As prostitutas, se encaradas pela sociedade como verdadeiros seres humanos e não como simples objetos de carne, causam mais pena que propriamente o repúdio. A vida de uma prostituta é dolorosamente triste. A angústia de sentir-se marginalizada faz com que busque prazeres extravagantes na ânsia de esquecer sua condição social ou mesmo para procurar uma compensação para seu infortúnio. Assim, numa casa de prostituição pode-se ver as mais variadas esdruxularias, desde as posições obscenas no sentar, o alcoolismo até os mais variados bacanais de bárbaros.

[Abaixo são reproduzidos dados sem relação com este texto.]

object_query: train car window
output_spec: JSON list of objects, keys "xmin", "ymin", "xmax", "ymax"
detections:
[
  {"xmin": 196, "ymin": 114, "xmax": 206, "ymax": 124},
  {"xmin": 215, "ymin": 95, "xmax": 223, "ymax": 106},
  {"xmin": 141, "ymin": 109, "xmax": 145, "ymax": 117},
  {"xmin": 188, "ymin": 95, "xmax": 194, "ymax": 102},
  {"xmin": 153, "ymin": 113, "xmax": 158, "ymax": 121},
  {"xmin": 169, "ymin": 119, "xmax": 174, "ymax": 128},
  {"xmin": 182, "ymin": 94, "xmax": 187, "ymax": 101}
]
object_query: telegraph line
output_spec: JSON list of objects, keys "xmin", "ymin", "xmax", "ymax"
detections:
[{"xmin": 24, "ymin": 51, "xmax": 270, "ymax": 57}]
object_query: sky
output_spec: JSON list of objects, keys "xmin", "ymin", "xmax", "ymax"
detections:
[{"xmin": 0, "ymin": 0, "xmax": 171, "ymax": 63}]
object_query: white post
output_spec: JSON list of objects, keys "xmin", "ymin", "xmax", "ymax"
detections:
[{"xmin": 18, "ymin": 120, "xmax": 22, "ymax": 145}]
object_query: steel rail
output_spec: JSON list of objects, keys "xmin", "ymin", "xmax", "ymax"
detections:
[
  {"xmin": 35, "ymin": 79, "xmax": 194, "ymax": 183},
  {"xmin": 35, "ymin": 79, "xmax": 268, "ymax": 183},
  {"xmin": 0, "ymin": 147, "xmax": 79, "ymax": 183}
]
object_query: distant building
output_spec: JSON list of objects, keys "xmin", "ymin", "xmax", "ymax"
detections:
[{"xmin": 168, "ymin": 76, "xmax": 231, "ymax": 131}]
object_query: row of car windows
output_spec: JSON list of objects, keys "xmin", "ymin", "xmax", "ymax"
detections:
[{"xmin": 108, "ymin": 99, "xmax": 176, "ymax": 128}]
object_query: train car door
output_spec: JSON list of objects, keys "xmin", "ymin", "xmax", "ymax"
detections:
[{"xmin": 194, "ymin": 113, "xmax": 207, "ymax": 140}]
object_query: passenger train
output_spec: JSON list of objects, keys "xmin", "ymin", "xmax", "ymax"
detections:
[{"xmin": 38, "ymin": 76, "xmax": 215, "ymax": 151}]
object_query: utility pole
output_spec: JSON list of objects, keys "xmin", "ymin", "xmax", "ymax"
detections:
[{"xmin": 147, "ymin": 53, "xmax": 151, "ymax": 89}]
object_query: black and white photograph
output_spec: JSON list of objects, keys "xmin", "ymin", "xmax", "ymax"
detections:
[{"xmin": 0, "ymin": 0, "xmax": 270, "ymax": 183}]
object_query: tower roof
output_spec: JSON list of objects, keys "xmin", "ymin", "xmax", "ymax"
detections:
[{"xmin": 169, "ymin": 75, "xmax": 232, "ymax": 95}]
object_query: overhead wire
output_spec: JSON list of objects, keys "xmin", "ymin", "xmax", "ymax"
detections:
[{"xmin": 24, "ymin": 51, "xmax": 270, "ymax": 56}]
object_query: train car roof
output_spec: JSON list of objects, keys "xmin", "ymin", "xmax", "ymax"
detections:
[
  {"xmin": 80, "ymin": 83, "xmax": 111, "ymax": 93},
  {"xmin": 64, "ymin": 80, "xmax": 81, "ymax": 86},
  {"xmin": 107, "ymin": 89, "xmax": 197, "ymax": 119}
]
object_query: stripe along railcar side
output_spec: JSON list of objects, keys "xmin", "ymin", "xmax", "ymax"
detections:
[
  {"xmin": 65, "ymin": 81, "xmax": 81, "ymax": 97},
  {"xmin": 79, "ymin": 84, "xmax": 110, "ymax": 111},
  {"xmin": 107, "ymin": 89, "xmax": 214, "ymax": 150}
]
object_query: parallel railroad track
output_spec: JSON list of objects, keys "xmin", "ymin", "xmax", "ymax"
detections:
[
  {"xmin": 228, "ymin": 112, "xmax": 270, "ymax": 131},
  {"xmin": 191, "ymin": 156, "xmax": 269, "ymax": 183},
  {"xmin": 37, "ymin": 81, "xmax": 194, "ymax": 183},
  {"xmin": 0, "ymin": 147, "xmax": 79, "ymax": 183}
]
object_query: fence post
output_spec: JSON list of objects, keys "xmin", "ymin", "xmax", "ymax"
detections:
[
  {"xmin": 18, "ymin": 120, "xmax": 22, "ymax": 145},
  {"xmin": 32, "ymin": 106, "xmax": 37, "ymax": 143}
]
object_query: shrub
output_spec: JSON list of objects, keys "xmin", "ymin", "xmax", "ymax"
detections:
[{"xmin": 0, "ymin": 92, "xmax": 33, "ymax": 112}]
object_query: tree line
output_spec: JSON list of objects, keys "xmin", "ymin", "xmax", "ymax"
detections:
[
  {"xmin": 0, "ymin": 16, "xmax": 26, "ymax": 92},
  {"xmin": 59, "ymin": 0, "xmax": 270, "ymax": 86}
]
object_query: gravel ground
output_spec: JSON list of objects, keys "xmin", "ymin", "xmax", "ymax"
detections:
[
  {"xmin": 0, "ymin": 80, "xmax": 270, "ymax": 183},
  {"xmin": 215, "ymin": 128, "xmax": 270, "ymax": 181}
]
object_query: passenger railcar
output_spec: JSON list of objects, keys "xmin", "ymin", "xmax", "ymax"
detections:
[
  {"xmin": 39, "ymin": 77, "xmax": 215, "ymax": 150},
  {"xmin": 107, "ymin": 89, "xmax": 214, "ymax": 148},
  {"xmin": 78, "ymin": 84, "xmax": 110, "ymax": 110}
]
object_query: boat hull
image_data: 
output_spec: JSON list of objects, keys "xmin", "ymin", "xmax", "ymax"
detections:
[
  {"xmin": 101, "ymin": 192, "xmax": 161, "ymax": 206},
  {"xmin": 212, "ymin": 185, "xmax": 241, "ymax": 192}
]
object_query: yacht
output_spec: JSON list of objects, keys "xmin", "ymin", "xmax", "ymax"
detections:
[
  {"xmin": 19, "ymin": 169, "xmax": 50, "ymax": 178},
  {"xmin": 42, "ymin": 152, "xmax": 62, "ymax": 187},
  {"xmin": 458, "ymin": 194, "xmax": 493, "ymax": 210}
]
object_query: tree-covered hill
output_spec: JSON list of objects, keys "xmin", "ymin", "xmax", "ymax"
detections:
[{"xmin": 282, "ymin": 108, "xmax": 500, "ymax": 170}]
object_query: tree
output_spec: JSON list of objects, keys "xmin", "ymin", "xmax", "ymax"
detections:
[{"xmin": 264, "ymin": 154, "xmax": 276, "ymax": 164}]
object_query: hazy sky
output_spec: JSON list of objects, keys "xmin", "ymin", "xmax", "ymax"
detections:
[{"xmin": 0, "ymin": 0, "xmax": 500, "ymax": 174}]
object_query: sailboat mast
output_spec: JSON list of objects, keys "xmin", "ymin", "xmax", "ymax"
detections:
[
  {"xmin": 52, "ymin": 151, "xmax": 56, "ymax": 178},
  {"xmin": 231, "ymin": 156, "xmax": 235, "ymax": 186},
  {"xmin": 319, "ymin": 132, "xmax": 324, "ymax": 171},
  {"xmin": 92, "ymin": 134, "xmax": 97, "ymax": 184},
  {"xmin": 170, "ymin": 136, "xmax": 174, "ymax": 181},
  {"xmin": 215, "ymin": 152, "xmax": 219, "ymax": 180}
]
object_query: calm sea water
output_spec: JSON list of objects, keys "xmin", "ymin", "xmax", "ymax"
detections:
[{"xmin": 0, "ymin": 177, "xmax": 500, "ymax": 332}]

Os homens, por sua vez, procuram a zona do meretrício para satisfazerem-se sexualmente ou em busca de prazeres eróticos que não encontram num relacionamento sexual chamado normal. Muitos homens, todavia, procuram a zona do meretrício para extravasar suas frustrações. Esses bolem, rebolam, rebumbam e a coisa normalmente redunda em arruaça e pancadarias.
O ambiente de uma zona do meretrício, portanto, não é o mais indicado para ser assistido pela sociedade e muito menos pelos jovens adolescentes. Ocorre que a zona do meretrício em Dourados situa-se praticamente dentro da cidade as casas de prostituição confundem-se com casas de famílias. E, o que talvez seja o pior, jovens empregadas domésticas, pobres mas honradas, atravessam diariamente aquele perímetro as pecado, formando, dados as aparências, um conceito errôneo da vida daquelas mulheres. Essas meninas-moças passam a comparar as vidas aparentemente fáceis daquelas mulheres, com as suas próprias vidas. Imaginam então que é muito mais fácil vender o corpo do que agüentar o dia todo uma patroa atazanando-lh a vida.
O problema é sério. É o caminho da perdição que se apresenta aberto. Cabe as forças vivas da cidade a procura de solução. Nós enxergamos apenas uma saída: a mudança de local da zona do meretrício. Seu fechamento puro e simples redundaria em conseqüências mais desastrosas.
A sociedade douradense, a classe apatacada, sob o égide do delegado de polícia, bem poderia comprar afastada, loteá-la, construir cassa e vende-las ou aluga-las às meretrizes.